Yesterday, someone from the Baltimore City Public Schools took an hour out of their day and ran through every listing in my Maryland and Virginia Winery Map. I’m pretty sure it was manual and not a bot or search engine spider because it took them just a hair under an hour to get through all the listings. The same thing happened to my happy hour listings site last week. Both sites were written in Ruby using the Rails framework, which lends itself to this sort of thing.
Companies go to great lengths to prevent this kind of information harvesting. If you have sensitive information like private data or the stuff that Salesforce keeps around, then of course it makes sense. But, we’re at the forefront of an age where non-private information is going to be free. I don’t fly the rally flag that “information wants to be free,” I’m just saying that it will be free. The music industry is realizing this. The newspaper industry is realizing this. The movie industry will get around to it soon. People aren’t going to be able to make the same living doing the same things because the cost of replicating their information or art is going to zero and it is going there fast.
Instead of re-thinking business models or embracing change, people still get bent out of shape about it. I don’t. Go ahead and scrape the whole site. The person who scraped it yesterday may have been doing something cool with it like making a collage or something. Maybe they were just really into something I don’t understand. Who knows.

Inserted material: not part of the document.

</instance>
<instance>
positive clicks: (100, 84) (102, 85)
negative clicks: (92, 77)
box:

I didn’t create the information on the winery map, I just went around and harvested it from all over the place, often from the wineries themselves. I even made it easy to do (in case you’re thinking of joining in) by providing everything in list form. Run that through your DB import script and go to town. There are other winery info websites out there, some are better than mine, and I’m too busy to really worry about it.
My point is that everyone who makes money on sales of information has the clock ticking on them. The wine business is lucky that their product is real and you can’t reel off a torrent of 2000 Grange. You can, though, protect retail listings, or charge for your reviews. Go right ahead, but that will change, and the next generation will find it to be a foreign concept.

June 25th, 2008 at 5:26 am
We’ll make a hippie out of you yet. You sound like Cory Doctorow.